Still catching up on last week's news, there's another aspect of the recent Gulf Coast deep water oil discovery that's worth considering. This story in the Financial Times (subscription may be required for full access) caught my eye, with its reference to equity analyst concerns about the risk of climate change brewing up more hurricanes that could impede the development of this new oilfield. If anyone is wondering how, in spite of the official US position on the Kyoto Protocol, global warming could become an important issue for US corporations today, this is a prime example.
Last week Chevron and its project partners Devon and Statoil announced a very significant discovery in the deep waters of the Gulf Coast, as I mentioned in yesterday's posting. Initial indications are that the Gulf of Mexico's "Lower Tertiary" layer, to which the Jack field belongs, could yield from 3-15 billion barrels of oil. This is what a "gusher" looks like in the 21st century oil world. In spite of Jack's great potential, though, two factors have put a bit of a damper on the market's enthusiasm about this news:
- Although the 2006 hurricane season has yet to cause serious disruptions in Gulf Coast oil and gas activities, we're coming off two consecutive years in which storms disrupted both current production and new construction activity, leaving a backlog of damaged infrastructure and delayed projects, along with inflated drilling and construction costs.
- At the same time, climate scientists have suggested that global warming will result in more frequent severe hurricanes, if not more hurricanes in general. This has been picked up in the media and is well on its way to becoming conventional wisdom.

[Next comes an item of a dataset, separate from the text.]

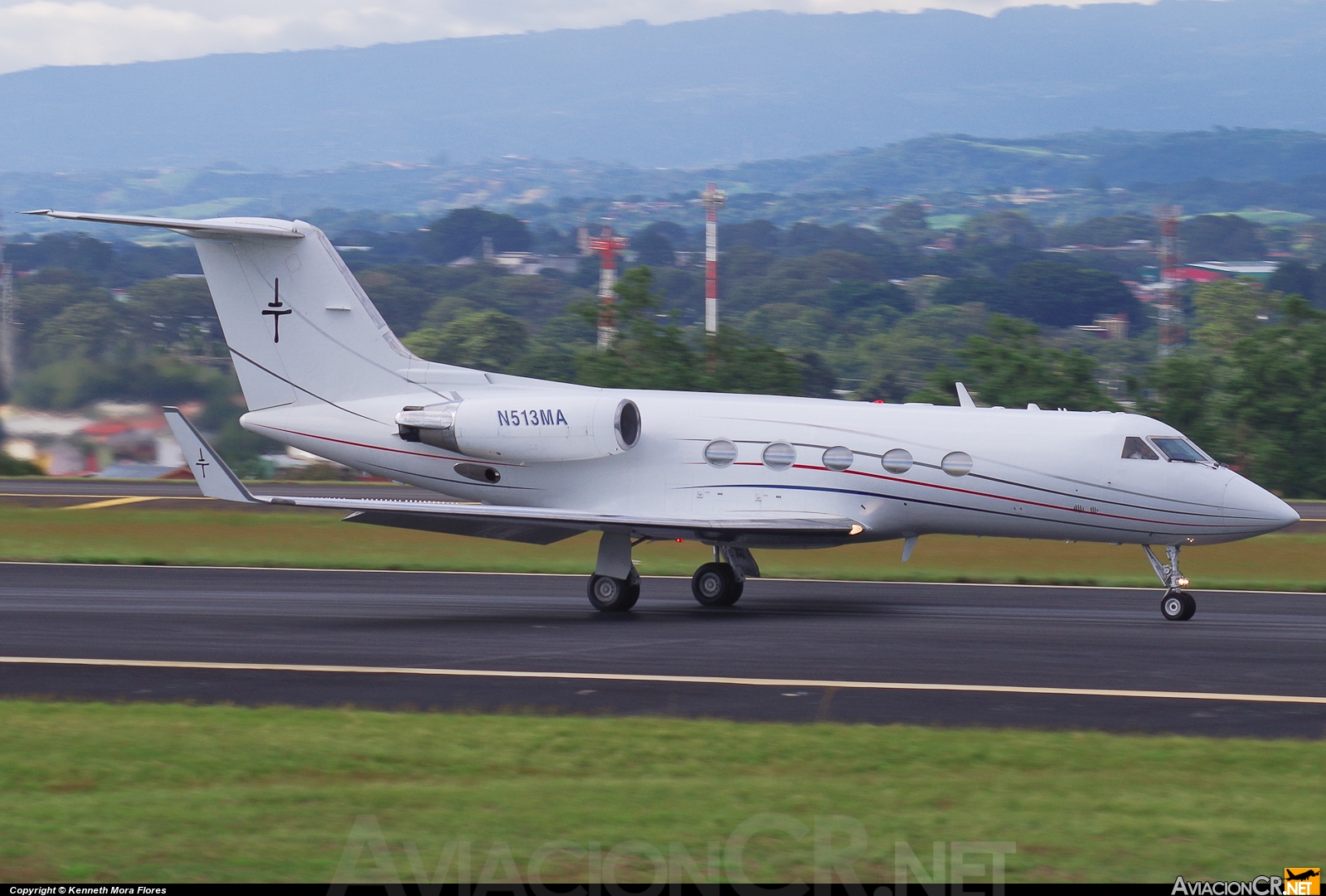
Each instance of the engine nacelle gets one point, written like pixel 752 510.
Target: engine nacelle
pixel 527 429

Thus, we have a major hydrocarbon discovery, the value of which both our recent experience and our view of the future biases us to discount. In other words, analysts will update their financial models of the companies involved to reflect the Jack discovery, and the ultimate booked reserves and cash flow it should create, but they are likely to apply higher risk factors on the pace of project development and peak annual production than they might otherwise have done. This could cost Chevron and its partners hundreds of millions in market capitalization, even if they never experience the NPV-eroding delays that the market fears.
So while films and TV specials focus on the kind of climate risks that concern us as individuals and voters, businesses are contending with an entirely new layer of risks, arising not just from the physical challenges of operating in a warmer, more turbulent world, but also reflecing investors' current assessments of the expected financial consequences of those changes.